I’m building a GUI for an Arduino project I have. The GUI has some switches and sliders. My question is, What is a good method to ID which control is communicating to the Arduino at anyone time. For example suppose there is a couple of switches and a couple of slider controls. How can I tell the Arduino that a slider value #1 is coming rather than #2 slider? Must I first send some sort of control ID followed by the value? Or is there a better way? Thanks Mike
Hi @mike_z (again). I think you already have working program in the Arduino, so you can’t use Firmata which is the easiest way to make the Arduino into i.o. slave for Processing. The next choice is whether to use text values, strings e.g “27”, or binary values. I suggest using text until you want bulk data very fast. Using strings means you can see exactly what’s going on with console messages or serial monitor. I suggest you start with the serial example Examples, Serial, Simplewrite and then expand it to use longer strings. The protocol I use is a message “*AB xxx,” AB is any 2 chars, xxx is any number of digits and the comma is a terminator. (copied it from somewhere, can’t remember). A “.” would seem better than “,” but I thought I might want to use floating point sometime, not yet. Others seem to use a line of text terminated with newline “\n” combined with readUntil. Lots of useful info here.
There are lots of topics where Processing or Arduino get stuck, waiting for the other. Both must be able to continue with or without the arriving messages, and neither must send too much to the other. Tolerating reconnect is another discussion.

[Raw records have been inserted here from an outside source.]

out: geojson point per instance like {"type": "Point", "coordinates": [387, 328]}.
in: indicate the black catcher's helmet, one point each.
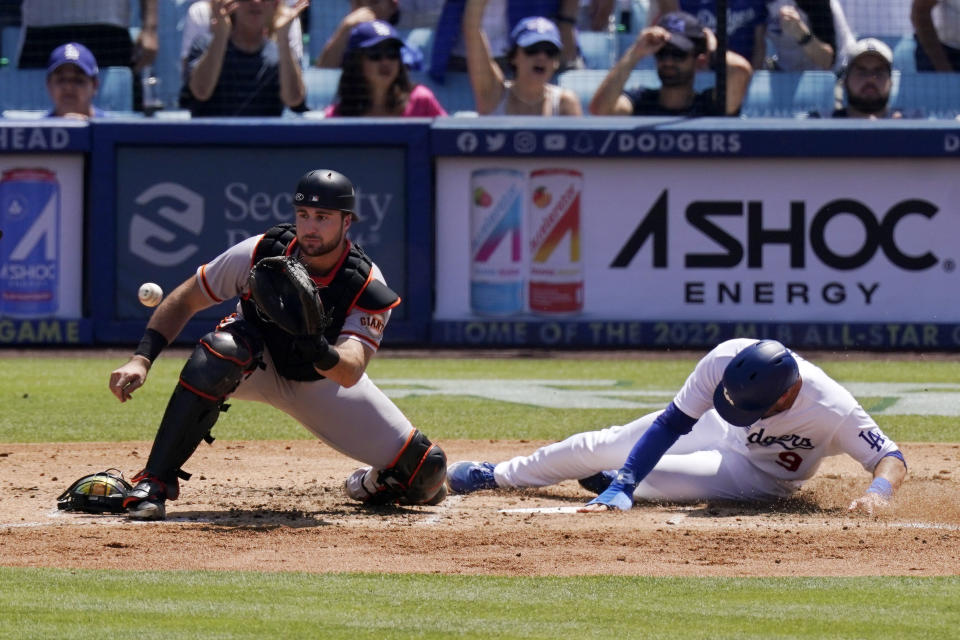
{"type": "Point", "coordinates": [326, 189]}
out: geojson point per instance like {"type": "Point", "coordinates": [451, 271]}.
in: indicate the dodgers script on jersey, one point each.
{"type": "Point", "coordinates": [824, 420]}
{"type": "Point", "coordinates": [226, 276]}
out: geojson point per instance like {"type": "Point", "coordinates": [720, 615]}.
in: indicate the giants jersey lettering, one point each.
{"type": "Point", "coordinates": [225, 277]}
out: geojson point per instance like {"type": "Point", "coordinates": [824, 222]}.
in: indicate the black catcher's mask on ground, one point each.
{"type": "Point", "coordinates": [96, 493]}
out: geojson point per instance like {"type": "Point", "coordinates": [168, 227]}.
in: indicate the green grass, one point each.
{"type": "Point", "coordinates": [53, 603]}
{"type": "Point", "coordinates": [66, 399]}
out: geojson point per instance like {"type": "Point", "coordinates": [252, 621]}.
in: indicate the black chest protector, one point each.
{"type": "Point", "coordinates": [350, 287]}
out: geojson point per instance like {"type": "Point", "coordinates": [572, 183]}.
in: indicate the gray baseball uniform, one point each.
{"type": "Point", "coordinates": [359, 421]}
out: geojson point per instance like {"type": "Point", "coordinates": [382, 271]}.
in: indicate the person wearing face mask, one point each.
{"type": "Point", "coordinates": [374, 80]}
{"type": "Point", "coordinates": [534, 57]}
{"type": "Point", "coordinates": [245, 65]}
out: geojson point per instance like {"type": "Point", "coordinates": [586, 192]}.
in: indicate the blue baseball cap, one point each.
{"type": "Point", "coordinates": [684, 29]}
{"type": "Point", "coordinates": [76, 54]}
{"type": "Point", "coordinates": [534, 29]}
{"type": "Point", "coordinates": [370, 34]}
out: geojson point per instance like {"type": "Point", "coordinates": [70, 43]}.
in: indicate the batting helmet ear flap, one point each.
{"type": "Point", "coordinates": [753, 382]}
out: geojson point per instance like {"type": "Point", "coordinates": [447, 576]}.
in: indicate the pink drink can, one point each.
{"type": "Point", "coordinates": [497, 258]}
{"type": "Point", "coordinates": [553, 219]}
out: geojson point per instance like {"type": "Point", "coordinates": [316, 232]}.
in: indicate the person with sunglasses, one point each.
{"type": "Point", "coordinates": [682, 47]}
{"type": "Point", "coordinates": [867, 81]}
{"type": "Point", "coordinates": [534, 58]}
{"type": "Point", "coordinates": [374, 81]}
{"type": "Point", "coordinates": [245, 66]}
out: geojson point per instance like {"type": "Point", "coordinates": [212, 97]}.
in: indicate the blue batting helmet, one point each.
{"type": "Point", "coordinates": [754, 381]}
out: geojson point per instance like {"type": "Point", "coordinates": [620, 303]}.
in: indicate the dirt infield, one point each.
{"type": "Point", "coordinates": [277, 506]}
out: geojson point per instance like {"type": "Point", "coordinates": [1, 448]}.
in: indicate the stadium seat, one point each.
{"type": "Point", "coordinates": [926, 95]}
{"type": "Point", "coordinates": [171, 14]}
{"type": "Point", "coordinates": [454, 94]}
{"type": "Point", "coordinates": [26, 89]}
{"type": "Point", "coordinates": [324, 18]}
{"type": "Point", "coordinates": [584, 82]}
{"type": "Point", "coordinates": [784, 94]}
{"type": "Point", "coordinates": [9, 41]}
{"type": "Point", "coordinates": [598, 48]}
{"type": "Point", "coordinates": [903, 52]}
{"type": "Point", "coordinates": [321, 86]}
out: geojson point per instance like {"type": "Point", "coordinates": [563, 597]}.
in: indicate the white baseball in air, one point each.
{"type": "Point", "coordinates": [150, 294]}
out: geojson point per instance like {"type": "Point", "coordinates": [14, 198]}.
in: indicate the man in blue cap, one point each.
{"type": "Point", "coordinates": [72, 82]}
{"type": "Point", "coordinates": [682, 47]}
{"type": "Point", "coordinates": [752, 422]}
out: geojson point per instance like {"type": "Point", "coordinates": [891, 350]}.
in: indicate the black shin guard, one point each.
{"type": "Point", "coordinates": [416, 475]}
{"type": "Point", "coordinates": [214, 370]}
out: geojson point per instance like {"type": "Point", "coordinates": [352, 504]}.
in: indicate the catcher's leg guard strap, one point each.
{"type": "Point", "coordinates": [214, 369]}
{"type": "Point", "coordinates": [418, 471]}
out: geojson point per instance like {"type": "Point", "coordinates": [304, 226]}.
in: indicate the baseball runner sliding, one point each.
{"type": "Point", "coordinates": [752, 422]}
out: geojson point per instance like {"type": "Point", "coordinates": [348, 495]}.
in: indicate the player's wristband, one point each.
{"type": "Point", "coordinates": [882, 487]}
{"type": "Point", "coordinates": [328, 360]}
{"type": "Point", "coordinates": [151, 344]}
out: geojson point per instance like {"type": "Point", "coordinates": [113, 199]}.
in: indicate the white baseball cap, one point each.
{"type": "Point", "coordinates": [871, 45]}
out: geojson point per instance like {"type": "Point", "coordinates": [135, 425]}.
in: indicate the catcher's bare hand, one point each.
{"type": "Point", "coordinates": [128, 378]}
{"type": "Point", "coordinates": [870, 504]}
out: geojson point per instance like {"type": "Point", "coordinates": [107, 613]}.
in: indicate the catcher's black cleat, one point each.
{"type": "Point", "coordinates": [147, 500]}
{"type": "Point", "coordinates": [598, 482]}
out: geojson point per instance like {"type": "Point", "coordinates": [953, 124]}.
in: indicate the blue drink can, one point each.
{"type": "Point", "coordinates": [30, 246]}
{"type": "Point", "coordinates": [497, 247]}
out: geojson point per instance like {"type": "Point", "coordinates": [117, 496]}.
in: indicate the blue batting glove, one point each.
{"type": "Point", "coordinates": [619, 494]}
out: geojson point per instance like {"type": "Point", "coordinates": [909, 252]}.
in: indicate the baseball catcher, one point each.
{"type": "Point", "coordinates": [311, 314]}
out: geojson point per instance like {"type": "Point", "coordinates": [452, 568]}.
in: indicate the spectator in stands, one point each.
{"type": "Point", "coordinates": [374, 81]}
{"type": "Point", "coordinates": [534, 58]}
{"type": "Point", "coordinates": [746, 24]}
{"type": "Point", "coordinates": [410, 13]}
{"type": "Point", "coordinates": [808, 35]}
{"type": "Point", "coordinates": [867, 82]}
{"type": "Point", "coordinates": [72, 81]}
{"type": "Point", "coordinates": [197, 23]}
{"type": "Point", "coordinates": [103, 26]}
{"type": "Point", "coordinates": [244, 66]}
{"type": "Point", "coordinates": [498, 19]}
{"type": "Point", "coordinates": [682, 47]}
{"type": "Point", "coordinates": [937, 27]}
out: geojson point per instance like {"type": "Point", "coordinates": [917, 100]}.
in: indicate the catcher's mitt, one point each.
{"type": "Point", "coordinates": [96, 493]}
{"type": "Point", "coordinates": [285, 295]}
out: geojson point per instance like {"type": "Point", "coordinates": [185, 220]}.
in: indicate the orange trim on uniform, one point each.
{"type": "Point", "coordinates": [385, 309]}
{"type": "Point", "coordinates": [363, 338]}
{"type": "Point", "coordinates": [422, 460]}
{"type": "Point", "coordinates": [255, 247]}
{"type": "Point", "coordinates": [406, 444]}
{"type": "Point", "coordinates": [206, 285]}
{"type": "Point", "coordinates": [324, 281]}
{"type": "Point", "coordinates": [198, 392]}
{"type": "Point", "coordinates": [360, 293]}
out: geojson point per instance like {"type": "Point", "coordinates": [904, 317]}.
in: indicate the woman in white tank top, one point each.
{"type": "Point", "coordinates": [535, 57]}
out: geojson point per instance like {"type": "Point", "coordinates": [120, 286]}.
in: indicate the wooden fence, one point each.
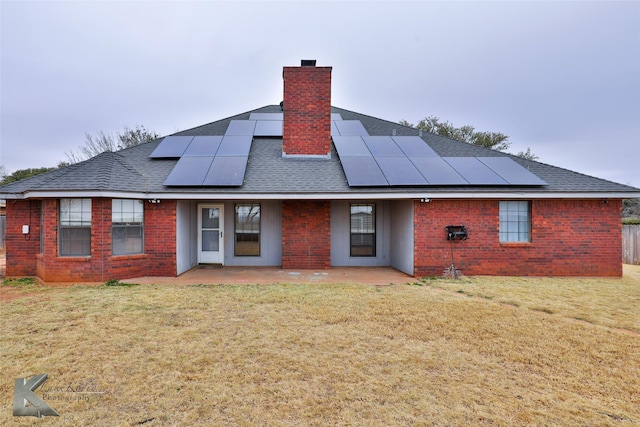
{"type": "Point", "coordinates": [631, 244]}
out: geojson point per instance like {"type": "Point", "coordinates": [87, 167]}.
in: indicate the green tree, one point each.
{"type": "Point", "coordinates": [103, 142]}
{"type": "Point", "coordinates": [467, 133]}
{"type": "Point", "coordinates": [22, 174]}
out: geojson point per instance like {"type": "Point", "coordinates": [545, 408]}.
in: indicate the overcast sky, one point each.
{"type": "Point", "coordinates": [562, 78]}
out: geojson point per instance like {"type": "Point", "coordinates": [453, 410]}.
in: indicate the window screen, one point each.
{"type": "Point", "coordinates": [127, 226]}
{"type": "Point", "coordinates": [247, 229]}
{"type": "Point", "coordinates": [75, 227]}
{"type": "Point", "coordinates": [363, 230]}
{"type": "Point", "coordinates": [515, 221]}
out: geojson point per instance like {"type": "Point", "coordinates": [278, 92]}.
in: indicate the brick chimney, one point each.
{"type": "Point", "coordinates": [307, 111]}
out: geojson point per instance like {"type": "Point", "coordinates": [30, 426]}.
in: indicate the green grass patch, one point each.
{"type": "Point", "coordinates": [23, 281]}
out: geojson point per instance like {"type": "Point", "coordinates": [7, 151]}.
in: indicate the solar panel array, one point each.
{"type": "Point", "coordinates": [366, 160]}
{"type": "Point", "coordinates": [219, 160]}
{"type": "Point", "coordinates": [409, 161]}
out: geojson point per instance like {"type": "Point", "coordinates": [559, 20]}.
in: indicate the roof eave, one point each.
{"type": "Point", "coordinates": [399, 195]}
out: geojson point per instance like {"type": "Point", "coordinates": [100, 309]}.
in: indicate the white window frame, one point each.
{"type": "Point", "coordinates": [515, 221]}
{"type": "Point", "coordinates": [127, 227]}
{"type": "Point", "coordinates": [74, 227]}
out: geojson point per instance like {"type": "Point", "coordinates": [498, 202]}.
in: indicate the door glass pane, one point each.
{"type": "Point", "coordinates": [210, 241]}
{"type": "Point", "coordinates": [211, 218]}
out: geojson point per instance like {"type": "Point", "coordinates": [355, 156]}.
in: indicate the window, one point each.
{"type": "Point", "coordinates": [127, 227]}
{"type": "Point", "coordinates": [515, 221]}
{"type": "Point", "coordinates": [247, 230]}
{"type": "Point", "coordinates": [75, 227]}
{"type": "Point", "coordinates": [363, 230]}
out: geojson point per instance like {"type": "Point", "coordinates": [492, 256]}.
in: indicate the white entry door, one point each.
{"type": "Point", "coordinates": [210, 234]}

Thanks for responding. That is kinda what I was thinking. I’m leaning toward using strings. For example SW1, SW2 and SLDR1, SLDR2. I will need a routine that will grab character by character to build the string and stop when the terminator is found, ( Is the terminator CRLF?). The SW’s will just toggle a condition in the Arduino code, but the SLDR’s will have to wait for a number to pass to the Arduino. I’m hoping a CASE can be used to determine which string was sent and then if a slider was selected, wait for the value next. There should be no trouble getting confused. I think the value can be sent nearly immediately after the command string. Thanks. Mike
PS, my coding skills are rather ancient, I have just started to code again since I retired. I have some preconceived notions that seem to get in the way of the new thinking. Thanks for the help.
Yes, agree mostly. I use a terminator on the value not the message. In my code the arrived string keeps growing as chars arrive. The next part looks to see if it recognises anything, if so uses it and removes what it’s used (actually moves the pointer along).
I’m a lot anti toggling, learned from the industry at work. If you have toggle buttons on control-room screens the operator may accidentally push it twice. Or the system is slow and he doesn’t see the action instantly so he pushes again. IMO better to have buttons and messages for open/close.